Look. Replication is actually a dance, not marching. And even then, the natural order of replicable things is that it can fit a lot <that’s what makes it useful>, but not perfectly. It’s not optimal, but can be quite useful. It’s the core of organizational efficacy.

To make my point mass production of data, any information in fact, is less than optimal let’s go to mass retail. It’s like buying clothes at a chain retail store versus a tailor. Any large clothing retail chain store will give you something that looks nice, but likely will not fit you perfectly <its crafted for the average> while the tailor will fit you perfectly.

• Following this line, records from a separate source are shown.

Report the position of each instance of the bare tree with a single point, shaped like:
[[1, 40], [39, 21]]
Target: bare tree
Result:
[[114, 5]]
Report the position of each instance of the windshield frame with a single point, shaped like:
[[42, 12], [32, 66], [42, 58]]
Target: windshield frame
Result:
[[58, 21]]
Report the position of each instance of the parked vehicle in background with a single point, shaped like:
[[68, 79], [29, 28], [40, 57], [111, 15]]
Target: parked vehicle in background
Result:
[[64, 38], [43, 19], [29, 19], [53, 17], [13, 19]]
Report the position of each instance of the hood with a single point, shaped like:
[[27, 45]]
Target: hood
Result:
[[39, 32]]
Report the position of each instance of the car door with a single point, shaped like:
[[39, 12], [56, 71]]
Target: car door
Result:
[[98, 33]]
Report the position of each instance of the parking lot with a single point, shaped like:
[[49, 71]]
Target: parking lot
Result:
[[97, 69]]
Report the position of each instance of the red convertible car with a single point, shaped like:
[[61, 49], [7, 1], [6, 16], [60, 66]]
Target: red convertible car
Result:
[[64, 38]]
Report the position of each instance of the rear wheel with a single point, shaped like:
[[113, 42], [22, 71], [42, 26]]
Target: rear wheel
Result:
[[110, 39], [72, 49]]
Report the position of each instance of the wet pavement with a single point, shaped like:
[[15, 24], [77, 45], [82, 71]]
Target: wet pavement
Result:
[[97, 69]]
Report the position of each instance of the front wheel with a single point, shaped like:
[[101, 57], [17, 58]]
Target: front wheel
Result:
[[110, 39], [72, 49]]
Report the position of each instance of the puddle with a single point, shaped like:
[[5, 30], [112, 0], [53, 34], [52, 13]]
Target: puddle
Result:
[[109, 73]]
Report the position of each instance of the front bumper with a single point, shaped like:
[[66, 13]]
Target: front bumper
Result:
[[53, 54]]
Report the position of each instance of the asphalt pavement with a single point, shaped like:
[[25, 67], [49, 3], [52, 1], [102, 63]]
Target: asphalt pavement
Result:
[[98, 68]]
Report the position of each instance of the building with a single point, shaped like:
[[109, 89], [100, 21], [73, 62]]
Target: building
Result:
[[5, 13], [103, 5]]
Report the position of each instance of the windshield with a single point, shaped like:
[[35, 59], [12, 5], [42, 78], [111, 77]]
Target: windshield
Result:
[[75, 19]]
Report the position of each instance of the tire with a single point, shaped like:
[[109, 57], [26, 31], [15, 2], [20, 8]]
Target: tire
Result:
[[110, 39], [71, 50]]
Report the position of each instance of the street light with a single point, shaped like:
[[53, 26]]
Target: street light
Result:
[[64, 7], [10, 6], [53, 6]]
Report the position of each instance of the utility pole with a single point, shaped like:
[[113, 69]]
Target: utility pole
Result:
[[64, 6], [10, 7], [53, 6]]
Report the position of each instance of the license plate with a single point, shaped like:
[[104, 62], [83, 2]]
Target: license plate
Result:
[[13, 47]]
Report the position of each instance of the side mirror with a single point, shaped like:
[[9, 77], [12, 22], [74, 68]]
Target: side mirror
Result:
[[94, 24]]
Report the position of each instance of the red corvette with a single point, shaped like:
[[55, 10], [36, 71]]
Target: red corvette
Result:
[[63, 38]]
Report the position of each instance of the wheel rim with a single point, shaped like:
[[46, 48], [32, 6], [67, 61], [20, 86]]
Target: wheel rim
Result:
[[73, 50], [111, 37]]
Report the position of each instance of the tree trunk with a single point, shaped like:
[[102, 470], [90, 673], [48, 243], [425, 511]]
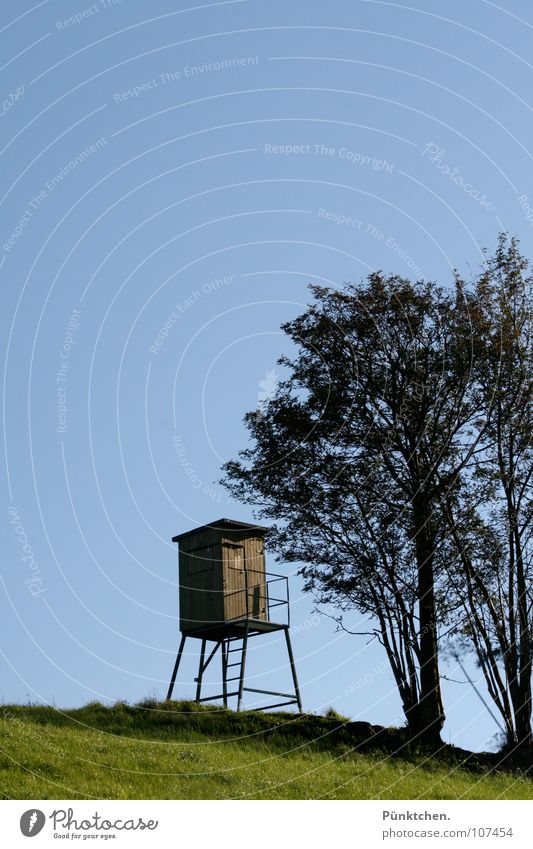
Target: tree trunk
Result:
[[428, 718]]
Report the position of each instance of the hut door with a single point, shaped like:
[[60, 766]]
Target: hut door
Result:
[[235, 581]]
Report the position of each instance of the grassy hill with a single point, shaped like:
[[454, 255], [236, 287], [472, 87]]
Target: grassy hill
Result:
[[179, 750]]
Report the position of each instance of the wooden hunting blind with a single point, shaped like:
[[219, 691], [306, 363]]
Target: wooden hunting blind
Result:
[[226, 596]]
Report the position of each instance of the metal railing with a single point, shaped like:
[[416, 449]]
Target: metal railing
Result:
[[254, 609]]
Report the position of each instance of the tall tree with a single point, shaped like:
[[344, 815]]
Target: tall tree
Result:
[[352, 457], [491, 524]]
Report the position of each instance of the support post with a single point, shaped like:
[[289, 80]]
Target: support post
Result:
[[243, 665], [176, 667], [293, 669], [200, 672], [224, 673]]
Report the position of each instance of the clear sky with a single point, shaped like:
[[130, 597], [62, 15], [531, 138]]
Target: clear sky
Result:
[[173, 176]]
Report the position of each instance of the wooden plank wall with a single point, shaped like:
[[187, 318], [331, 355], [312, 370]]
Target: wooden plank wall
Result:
[[201, 597]]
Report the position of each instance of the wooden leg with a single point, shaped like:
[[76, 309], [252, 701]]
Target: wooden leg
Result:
[[200, 672], [293, 670], [176, 667]]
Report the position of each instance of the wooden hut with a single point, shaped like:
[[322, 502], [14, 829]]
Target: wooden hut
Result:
[[222, 575]]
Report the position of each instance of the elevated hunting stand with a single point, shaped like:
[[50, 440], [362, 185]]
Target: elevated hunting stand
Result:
[[226, 597]]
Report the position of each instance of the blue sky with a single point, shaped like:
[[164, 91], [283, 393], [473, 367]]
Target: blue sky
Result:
[[173, 178]]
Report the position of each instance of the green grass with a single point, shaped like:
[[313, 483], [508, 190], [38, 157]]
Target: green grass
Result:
[[178, 750]]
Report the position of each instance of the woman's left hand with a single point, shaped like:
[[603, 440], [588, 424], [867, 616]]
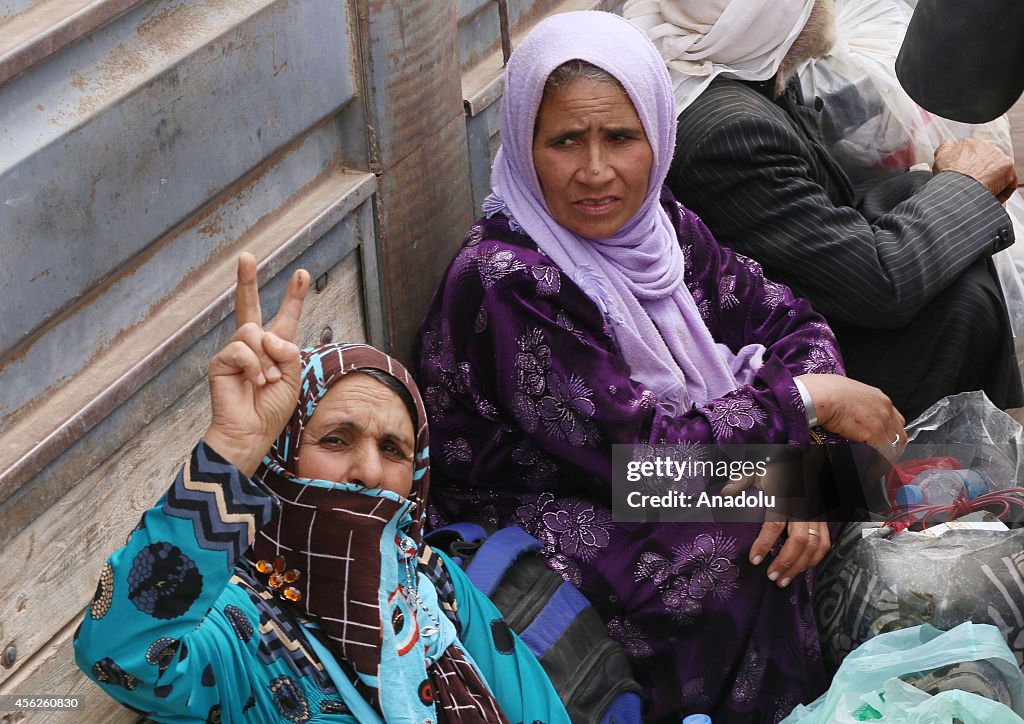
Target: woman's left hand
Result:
[[805, 546]]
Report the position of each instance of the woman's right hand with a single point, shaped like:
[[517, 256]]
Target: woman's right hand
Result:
[[254, 380], [857, 412]]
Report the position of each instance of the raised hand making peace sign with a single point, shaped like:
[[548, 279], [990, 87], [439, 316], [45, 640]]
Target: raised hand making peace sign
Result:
[[254, 380]]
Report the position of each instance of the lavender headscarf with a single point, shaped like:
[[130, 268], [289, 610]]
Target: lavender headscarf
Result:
[[636, 277]]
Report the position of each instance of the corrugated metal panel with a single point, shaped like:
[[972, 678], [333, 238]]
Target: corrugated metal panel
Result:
[[143, 144]]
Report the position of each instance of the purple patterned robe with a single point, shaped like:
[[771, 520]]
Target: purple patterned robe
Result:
[[526, 392]]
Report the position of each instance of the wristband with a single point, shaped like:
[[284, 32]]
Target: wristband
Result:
[[805, 396]]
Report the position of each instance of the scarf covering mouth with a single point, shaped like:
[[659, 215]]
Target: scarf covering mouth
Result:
[[702, 39], [636, 277], [357, 551]]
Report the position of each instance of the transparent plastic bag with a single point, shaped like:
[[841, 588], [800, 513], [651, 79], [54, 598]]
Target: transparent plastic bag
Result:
[[970, 428], [867, 685], [869, 586], [1009, 263], [869, 123]]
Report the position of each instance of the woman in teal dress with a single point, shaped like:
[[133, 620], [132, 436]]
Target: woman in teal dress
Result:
[[294, 586]]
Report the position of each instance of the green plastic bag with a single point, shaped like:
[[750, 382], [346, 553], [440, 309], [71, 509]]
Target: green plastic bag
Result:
[[868, 687]]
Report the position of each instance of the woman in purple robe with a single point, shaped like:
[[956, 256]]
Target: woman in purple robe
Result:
[[588, 308]]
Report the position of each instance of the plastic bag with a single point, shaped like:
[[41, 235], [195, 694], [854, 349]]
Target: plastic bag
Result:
[[868, 684], [970, 428], [875, 585], [869, 123]]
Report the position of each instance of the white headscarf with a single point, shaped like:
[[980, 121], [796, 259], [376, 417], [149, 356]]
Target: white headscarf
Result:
[[701, 39]]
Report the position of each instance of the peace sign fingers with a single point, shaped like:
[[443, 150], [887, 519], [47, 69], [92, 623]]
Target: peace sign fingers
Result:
[[247, 293], [268, 347], [286, 324]]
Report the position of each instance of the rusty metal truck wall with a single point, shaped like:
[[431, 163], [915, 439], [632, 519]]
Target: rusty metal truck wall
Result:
[[142, 145]]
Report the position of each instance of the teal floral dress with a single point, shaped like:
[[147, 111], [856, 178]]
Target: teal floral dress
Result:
[[182, 628]]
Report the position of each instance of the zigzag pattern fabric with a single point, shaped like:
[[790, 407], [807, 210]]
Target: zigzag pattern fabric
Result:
[[220, 503]]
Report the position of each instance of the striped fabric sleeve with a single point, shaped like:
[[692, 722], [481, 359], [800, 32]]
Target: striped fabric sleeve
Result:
[[756, 182]]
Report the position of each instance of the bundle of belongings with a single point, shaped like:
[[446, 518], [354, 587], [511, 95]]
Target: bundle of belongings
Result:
[[945, 564]]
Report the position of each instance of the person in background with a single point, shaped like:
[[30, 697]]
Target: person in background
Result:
[[283, 576], [899, 267], [588, 309]]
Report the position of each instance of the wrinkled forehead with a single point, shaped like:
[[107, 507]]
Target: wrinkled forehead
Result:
[[603, 40]]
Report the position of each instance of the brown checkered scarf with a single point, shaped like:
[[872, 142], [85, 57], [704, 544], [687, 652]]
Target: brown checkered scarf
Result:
[[353, 547]]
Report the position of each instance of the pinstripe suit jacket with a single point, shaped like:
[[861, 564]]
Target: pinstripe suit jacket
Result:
[[758, 175]]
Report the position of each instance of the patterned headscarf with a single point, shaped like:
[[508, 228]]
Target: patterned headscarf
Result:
[[379, 613], [702, 39], [635, 277]]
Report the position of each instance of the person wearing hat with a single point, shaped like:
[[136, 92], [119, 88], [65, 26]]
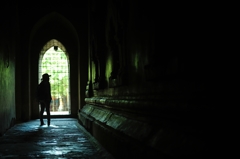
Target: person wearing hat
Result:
[[44, 97]]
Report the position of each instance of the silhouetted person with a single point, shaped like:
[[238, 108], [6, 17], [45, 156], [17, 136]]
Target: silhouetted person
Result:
[[44, 97]]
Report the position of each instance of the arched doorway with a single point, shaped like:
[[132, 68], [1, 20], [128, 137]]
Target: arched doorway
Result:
[[54, 60]]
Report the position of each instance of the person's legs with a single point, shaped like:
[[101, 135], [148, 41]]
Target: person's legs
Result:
[[48, 113], [41, 113]]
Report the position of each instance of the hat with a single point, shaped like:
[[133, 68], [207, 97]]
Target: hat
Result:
[[45, 75]]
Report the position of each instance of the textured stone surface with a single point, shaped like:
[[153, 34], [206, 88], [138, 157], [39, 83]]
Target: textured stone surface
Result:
[[64, 138]]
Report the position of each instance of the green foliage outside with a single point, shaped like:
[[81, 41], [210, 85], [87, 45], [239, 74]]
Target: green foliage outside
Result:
[[55, 63]]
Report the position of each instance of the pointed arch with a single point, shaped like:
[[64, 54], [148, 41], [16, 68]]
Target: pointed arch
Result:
[[55, 61]]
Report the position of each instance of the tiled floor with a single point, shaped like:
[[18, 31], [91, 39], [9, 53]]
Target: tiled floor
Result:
[[64, 138]]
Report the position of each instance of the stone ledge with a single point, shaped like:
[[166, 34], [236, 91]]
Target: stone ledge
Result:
[[161, 135]]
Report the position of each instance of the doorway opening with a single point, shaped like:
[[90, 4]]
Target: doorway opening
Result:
[[54, 61]]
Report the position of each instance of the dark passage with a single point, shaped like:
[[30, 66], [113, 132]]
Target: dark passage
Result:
[[64, 138]]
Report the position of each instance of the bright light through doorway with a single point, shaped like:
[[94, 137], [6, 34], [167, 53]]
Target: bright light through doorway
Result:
[[55, 63]]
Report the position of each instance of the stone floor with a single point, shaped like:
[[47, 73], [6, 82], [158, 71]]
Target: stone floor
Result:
[[64, 138]]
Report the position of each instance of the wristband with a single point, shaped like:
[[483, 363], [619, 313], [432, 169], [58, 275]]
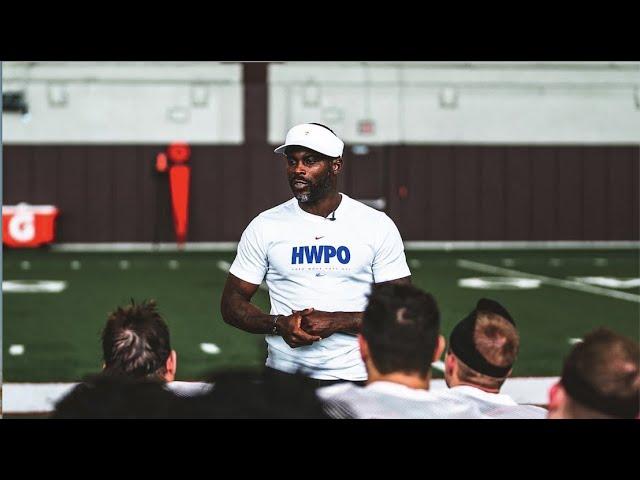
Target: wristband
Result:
[[275, 324]]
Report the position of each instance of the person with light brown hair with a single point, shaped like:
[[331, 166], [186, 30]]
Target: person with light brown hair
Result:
[[483, 348], [600, 379], [136, 344]]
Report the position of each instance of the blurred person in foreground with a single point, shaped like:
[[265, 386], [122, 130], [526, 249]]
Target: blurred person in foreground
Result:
[[483, 348], [115, 396], [398, 342], [250, 394], [600, 379], [136, 343]]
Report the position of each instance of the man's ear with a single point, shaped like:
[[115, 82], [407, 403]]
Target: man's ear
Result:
[[336, 165], [557, 398], [364, 348], [439, 348], [449, 363], [171, 366]]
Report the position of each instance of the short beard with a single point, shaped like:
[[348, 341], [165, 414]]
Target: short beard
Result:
[[317, 191]]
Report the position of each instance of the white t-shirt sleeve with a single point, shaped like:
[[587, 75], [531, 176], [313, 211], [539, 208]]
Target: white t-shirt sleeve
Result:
[[389, 262], [251, 261]]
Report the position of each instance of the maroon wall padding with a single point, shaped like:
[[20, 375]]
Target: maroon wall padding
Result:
[[109, 193]]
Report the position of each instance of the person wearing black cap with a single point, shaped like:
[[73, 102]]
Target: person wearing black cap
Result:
[[318, 253], [482, 350], [600, 379]]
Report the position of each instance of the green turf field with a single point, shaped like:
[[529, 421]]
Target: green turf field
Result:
[[60, 332]]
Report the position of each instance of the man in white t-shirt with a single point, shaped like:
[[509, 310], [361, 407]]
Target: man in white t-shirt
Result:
[[399, 340], [482, 350], [319, 253]]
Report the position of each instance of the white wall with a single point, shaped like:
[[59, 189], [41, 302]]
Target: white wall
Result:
[[125, 102], [504, 103]]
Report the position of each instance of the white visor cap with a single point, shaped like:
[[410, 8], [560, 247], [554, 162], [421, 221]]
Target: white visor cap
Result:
[[314, 137]]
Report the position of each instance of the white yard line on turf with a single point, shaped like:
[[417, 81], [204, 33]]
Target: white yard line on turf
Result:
[[41, 397], [556, 282]]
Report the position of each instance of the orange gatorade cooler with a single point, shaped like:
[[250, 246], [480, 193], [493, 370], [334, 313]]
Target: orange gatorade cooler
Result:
[[26, 225]]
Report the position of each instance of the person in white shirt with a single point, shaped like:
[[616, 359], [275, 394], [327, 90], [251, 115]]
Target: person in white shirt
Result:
[[319, 253], [482, 350], [399, 341], [600, 379]]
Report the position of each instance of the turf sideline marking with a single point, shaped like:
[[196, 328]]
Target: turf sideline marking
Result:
[[225, 266], [210, 348], [556, 282], [41, 397]]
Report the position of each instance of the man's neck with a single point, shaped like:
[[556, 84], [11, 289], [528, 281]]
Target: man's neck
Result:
[[323, 206], [408, 380]]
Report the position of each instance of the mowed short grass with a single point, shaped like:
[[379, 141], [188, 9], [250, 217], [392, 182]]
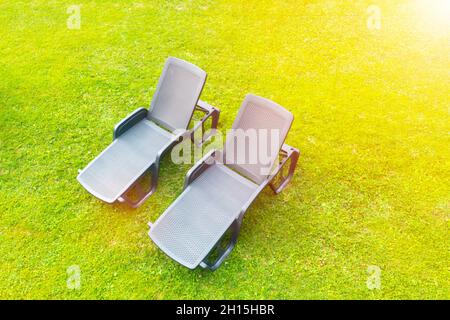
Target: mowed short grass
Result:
[[371, 120]]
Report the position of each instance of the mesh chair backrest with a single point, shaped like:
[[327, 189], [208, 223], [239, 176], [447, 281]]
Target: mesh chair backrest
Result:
[[177, 94], [259, 131]]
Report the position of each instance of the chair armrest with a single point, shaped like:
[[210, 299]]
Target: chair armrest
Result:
[[199, 168], [287, 153], [209, 112], [133, 118]]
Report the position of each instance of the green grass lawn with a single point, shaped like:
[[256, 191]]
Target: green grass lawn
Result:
[[371, 120]]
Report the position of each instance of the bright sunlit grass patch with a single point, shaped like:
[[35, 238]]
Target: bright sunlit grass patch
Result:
[[371, 121], [434, 15]]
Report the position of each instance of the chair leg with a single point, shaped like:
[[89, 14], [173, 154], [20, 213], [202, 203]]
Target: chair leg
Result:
[[292, 155], [224, 253], [142, 194]]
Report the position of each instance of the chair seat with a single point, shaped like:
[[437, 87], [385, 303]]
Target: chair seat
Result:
[[110, 174], [192, 225]]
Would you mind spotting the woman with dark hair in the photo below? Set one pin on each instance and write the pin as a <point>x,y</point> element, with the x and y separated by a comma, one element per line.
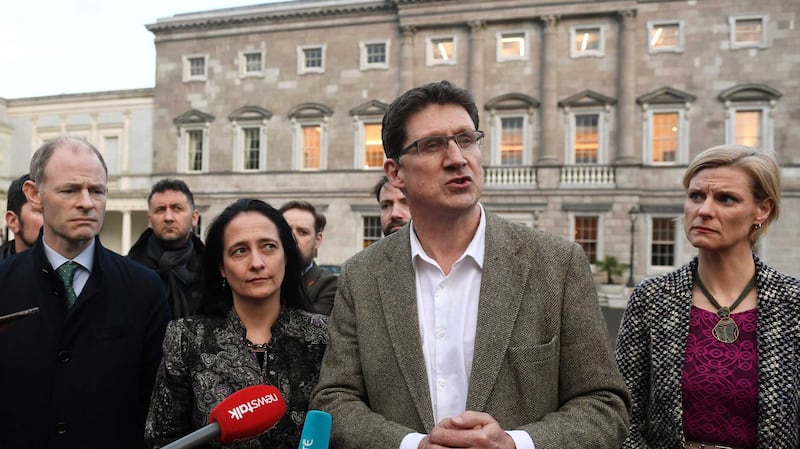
<point>249,330</point>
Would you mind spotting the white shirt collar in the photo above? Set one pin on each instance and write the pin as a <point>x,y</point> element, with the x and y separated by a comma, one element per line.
<point>476,248</point>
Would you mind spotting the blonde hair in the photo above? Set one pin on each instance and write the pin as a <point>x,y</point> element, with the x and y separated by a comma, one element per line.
<point>762,168</point>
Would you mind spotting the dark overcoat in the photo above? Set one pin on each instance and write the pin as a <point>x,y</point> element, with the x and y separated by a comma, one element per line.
<point>78,377</point>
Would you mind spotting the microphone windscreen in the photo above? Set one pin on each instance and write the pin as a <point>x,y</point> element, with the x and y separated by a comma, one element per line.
<point>316,430</point>
<point>248,413</point>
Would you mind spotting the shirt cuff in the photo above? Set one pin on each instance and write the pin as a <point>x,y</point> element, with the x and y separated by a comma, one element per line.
<point>412,440</point>
<point>521,439</point>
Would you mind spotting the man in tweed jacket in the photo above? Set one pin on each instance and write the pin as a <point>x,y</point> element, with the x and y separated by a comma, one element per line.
<point>462,329</point>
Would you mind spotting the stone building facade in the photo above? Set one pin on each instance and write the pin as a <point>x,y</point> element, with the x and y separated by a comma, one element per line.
<point>118,123</point>
<point>592,109</point>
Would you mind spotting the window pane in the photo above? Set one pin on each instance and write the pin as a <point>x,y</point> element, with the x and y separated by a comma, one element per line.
<point>586,138</point>
<point>313,57</point>
<point>442,49</point>
<point>511,141</point>
<point>194,144</point>
<point>748,31</point>
<point>586,236</point>
<point>665,136</point>
<point>663,246</point>
<point>197,66</point>
<point>253,62</point>
<point>748,128</point>
<point>373,146</point>
<point>512,45</point>
<point>252,148</point>
<point>587,39</point>
<point>311,146</point>
<point>666,36</point>
<point>376,53</point>
<point>372,230</point>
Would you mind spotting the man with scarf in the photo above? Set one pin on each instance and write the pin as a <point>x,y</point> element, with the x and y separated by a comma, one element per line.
<point>170,247</point>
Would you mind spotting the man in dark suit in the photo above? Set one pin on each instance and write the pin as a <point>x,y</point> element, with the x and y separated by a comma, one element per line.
<point>78,374</point>
<point>393,204</point>
<point>169,245</point>
<point>307,226</point>
<point>462,329</point>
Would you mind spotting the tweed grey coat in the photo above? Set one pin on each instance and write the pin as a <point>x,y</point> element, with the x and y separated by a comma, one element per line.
<point>542,362</point>
<point>652,344</point>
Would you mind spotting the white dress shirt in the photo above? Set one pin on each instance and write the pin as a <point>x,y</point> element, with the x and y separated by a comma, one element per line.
<point>447,307</point>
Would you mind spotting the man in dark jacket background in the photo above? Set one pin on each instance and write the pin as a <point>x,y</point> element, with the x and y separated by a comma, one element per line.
<point>22,219</point>
<point>170,245</point>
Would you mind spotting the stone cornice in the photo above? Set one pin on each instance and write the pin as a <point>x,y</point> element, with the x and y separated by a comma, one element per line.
<point>270,13</point>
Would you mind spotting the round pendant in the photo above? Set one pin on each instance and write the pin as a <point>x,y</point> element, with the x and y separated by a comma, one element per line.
<point>726,330</point>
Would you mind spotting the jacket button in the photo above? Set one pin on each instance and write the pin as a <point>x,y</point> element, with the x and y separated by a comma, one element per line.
<point>63,356</point>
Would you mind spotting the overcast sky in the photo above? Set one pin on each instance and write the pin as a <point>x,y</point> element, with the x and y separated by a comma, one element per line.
<point>51,47</point>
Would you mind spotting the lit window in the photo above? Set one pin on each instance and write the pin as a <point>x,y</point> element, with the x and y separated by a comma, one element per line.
<point>511,46</point>
<point>311,59</point>
<point>749,112</point>
<point>373,146</point>
<point>665,37</point>
<point>587,141</point>
<point>194,68</point>
<point>586,41</point>
<point>372,230</point>
<point>252,63</point>
<point>662,248</point>
<point>748,32</point>
<point>665,128</point>
<point>665,136</point>
<point>747,128</point>
<point>511,140</point>
<point>311,136</point>
<point>374,55</point>
<point>194,150</point>
<point>586,236</point>
<point>441,50</point>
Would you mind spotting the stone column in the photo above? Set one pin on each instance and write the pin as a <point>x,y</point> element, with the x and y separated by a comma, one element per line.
<point>125,240</point>
<point>548,153</point>
<point>626,67</point>
<point>477,30</point>
<point>407,58</point>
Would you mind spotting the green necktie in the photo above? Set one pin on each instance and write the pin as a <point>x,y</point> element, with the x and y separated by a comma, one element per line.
<point>66,272</point>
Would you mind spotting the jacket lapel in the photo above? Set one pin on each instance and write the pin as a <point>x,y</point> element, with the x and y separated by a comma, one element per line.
<point>500,300</point>
<point>776,336</point>
<point>399,304</point>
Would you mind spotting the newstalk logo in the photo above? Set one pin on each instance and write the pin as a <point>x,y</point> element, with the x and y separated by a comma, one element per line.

Similarly, data efficacy gets effected by algorithms <in a sneaky way>. Data compilation algorithms are designed inside-out. What I mean by that is they are shaped to scan information, craft that information into useful data and then is told to shape it in ‘useable ways.’ That is mass production of information. It will fit okay, often look good, but its lack of preciseness to the individual ‘buying it’ gives some room for poor buying choices. And maybe that is my big ask to the technology people, the software/AI designers, to start shaping things that work best for us and do not enable the worst of us (worst can simply be ‘default to simplistic’ to make a decision).

** note: I should also point out AI, designed with efficiency as an objective, will naturally skew data shaping away from efficacy, or even effectiveness, and toward efficiency.

All of this to say that consistent, and coherent, information that can be provided in a consistent fashion is the lifeblood of useful replication. Why do I say that? Information is tools. Period. All these tools create a landscape upon which we navigate our decisions, choices, selves and business. and while its easy to say having a hammer when you need a screwdriver is the flaw of replication, I would suggest there is a reason a hammer is in every toolbox.

In the end.

While its easy to suggest innovation is the lifeblood of a business, its really not. innovation, or continuous improvement, certainly enhances the likelihood of future survival, but it is its replication strengths & abilities that makes sure a business survives and is survivable <if not thriveable> through chaotic dynamic situations, and offers the pathway to consistent profitability <which, looping back, funds innovations and people>. In other words, success is often found in the business of replicating business.


“It is the predicament of mankind that man can perceive the problematique, yet, despite his considerable knowledge and skills, he does not understand the origins, significance, and interrelationships of its many components and thus is unable

to devise effective responses. This failure occurs in large part because we continue to examine single items in the problemarique without understanding that the whole is more than the sum of its parts, that change in one element means change in the others.”